Unstructured Information Management applications are
software systems that analyze large volumes of
unstructured information in order to discover knowledge
that is relevant to an end user. UIMA is a framework and
SDK for developing such applications. An example UIM
application might ingest plain text and identify
entities, such as persons, places, organizations; or
relations, such as works-for or located-at. UIMA enables
such an application to be decomposed into components,
for example "language identification" -> "language
specific segmentation" -> "sentence boundary
detection" -> "entity detection (person/place names
etc.)". Each component must implement interfaces defined
by the framework and must provide self-describing
metadata via XML descriptor files. The framework manages
these components and the data flow between them.

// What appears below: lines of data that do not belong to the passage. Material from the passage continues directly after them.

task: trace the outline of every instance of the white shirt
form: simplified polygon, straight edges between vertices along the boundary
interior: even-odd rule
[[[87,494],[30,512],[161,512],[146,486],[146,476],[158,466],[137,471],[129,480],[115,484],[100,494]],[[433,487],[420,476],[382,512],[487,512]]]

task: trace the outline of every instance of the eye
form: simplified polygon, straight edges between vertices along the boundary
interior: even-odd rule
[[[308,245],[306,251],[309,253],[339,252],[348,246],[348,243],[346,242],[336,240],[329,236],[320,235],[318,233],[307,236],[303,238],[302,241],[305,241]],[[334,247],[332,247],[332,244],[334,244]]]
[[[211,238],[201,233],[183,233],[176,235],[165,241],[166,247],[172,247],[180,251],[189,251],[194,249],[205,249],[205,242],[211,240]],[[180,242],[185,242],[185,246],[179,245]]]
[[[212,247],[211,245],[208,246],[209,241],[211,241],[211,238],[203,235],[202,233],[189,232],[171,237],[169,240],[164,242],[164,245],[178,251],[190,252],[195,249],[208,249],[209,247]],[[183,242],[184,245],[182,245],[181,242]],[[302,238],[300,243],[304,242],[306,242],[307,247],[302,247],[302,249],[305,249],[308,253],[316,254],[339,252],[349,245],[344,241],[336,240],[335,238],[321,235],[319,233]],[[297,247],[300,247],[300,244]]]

Components are written in Java or C++; the data that
flows between components is designed for efficient
mapping between these languages. UIMA additionally
provides capabilities to wrap components as network
services, and can scale to very large volumes by
replicating processing pipelines over a cluster of
networked nodes.
Apache UIMA is an Apache-licensed open source
implementation of the UIMA specification (that
specification is, in turn, being developed concurrently
by a technical committee within
OASIS
, a standards organization). We invite and encourage you
to participate in both the implementation and
specification efforts.
UIMA is a component framework for analysing unstructured
content such as text, audio and video. It comprises an
SDK and tooling for composing and running analytic
components written in Java and C++, with some support
for Perl, Python and TCL.